Cette technique de production participative de données permet également aux femmes de positionner géographiquement sur une carte interactive les endroits à risque, les centres médicaux ou les centres de police. Et cela s’avère particulièrement salvateur quand on sait que les favelas sont des territoires où perdure la pauvreté, parfois extrême, terreau fertile pour la violence. Celle-ci touche majoritairement les femmes, plus vulnérables aux sévices sexuels. Les victimes sont souvent seules, abandonnées à elles-mêmes et n’ont pas accès aux informations nécessaires. C’est pourquoi les organismes UN Women, UNICEF et UN-Habitat ont lancé un site Internet, fonctionnant aussi simplement qu’une application, qui fournit des informations de prévention, une assistance et des services aux victimes de violences dans les favelas. Tout cela converge ainsi à connecter les populations à leurs favelas et améliorer leurs conditions de vie.

Une vision plus humaine et moins « technocentrique » de la smart city

Ainsi, l’approche bottom-up, c’est-à-dire par et pour les habitants des favelas, semble la plus efficace et la plus viable à terme pour la smart city. La première génération des technologies pour le développement a montré l’inefficacité de telles mesures si elles ne prennent pas en compte les particularismes, notamment dans la capacité des populations les plus pauvres à utiliser de tels outils. Pour Dan McQuillan, professeur à l’Imperial College de Londres, « l'idée de contrôler, comme la cartographie, devrait être approchée avec prudence. La cartographie et la mesure étaient les mécanismes originaux de contrôle colonial et des projets qui ajoutent simplement de la visibilité sans prise de risque, ce qui risque de renforcer le statu quo. ». Ainsi, la « smart favela » doit considérer la ville comme une organisation sociale à part entière, plus qu’un agrégat de services. Il faut prendre en compte l’histoire, la diversité, la culture et l’écosystème local pour dégager un véritable projet d’ensemble. Cela nécessite donc de rendre la smart city moins « technocentrique » et plus humaine.

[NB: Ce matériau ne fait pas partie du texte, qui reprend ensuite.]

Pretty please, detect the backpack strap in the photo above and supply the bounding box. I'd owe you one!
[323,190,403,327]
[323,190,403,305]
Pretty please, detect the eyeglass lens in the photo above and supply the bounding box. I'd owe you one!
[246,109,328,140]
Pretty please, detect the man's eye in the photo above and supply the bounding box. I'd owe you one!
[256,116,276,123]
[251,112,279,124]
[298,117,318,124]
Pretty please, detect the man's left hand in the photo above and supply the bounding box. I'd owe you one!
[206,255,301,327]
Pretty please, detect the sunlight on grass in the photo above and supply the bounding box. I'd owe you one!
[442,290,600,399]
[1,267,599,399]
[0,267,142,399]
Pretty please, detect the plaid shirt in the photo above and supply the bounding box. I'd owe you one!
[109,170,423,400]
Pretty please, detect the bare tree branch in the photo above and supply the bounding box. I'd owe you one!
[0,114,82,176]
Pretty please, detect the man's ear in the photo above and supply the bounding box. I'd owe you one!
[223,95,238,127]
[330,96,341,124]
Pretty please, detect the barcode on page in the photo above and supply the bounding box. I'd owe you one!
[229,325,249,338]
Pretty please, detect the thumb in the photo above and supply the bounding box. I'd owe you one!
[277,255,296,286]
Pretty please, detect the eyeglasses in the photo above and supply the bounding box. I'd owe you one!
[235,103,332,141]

Dans un entretien avec Demain la Ville, le chercheur franco-colombien Carlos Moreno énonce que « L’idée, c’est d’inciter les citoyens à s’investir dans la mutation urbaine du territoire. […] La technologie peut alors jouer un rôle tout à fait pertinent. Je ne crois pas au positivisme comme moteur de transformation : on peut être ultra connecté et être un véritable zombie social. À mon avis, dans la ville, le lien social passe d’abord par une très forte identité territoriale et donc par l’acceptation d’une mutation intelligente et respectueuse de l’espace urbain. ». Mais la smart city est-elle capable de relever les défis qu’un tel environnement met en lumière ? Car l’espace urbain en question est aussi un tissu de problèmes structurels et politiques complexes. Les milices gouvernementales contrôlent en effet les services urbains vitaux comme l’eau, certaines voies de transport ou encore l’électricité, rendant les initiatives collaboratives plus difficiles.

Plus qu’un problème économique et social global donc, c’est une véritable approche systémique des problèmes locaux dans les favelas qu’il reste à développer. La smart city doit donc changer d’échelle et accompagner les économies collaboratives et solidaires pour enfin mettre l’intelligence au service de la résilience.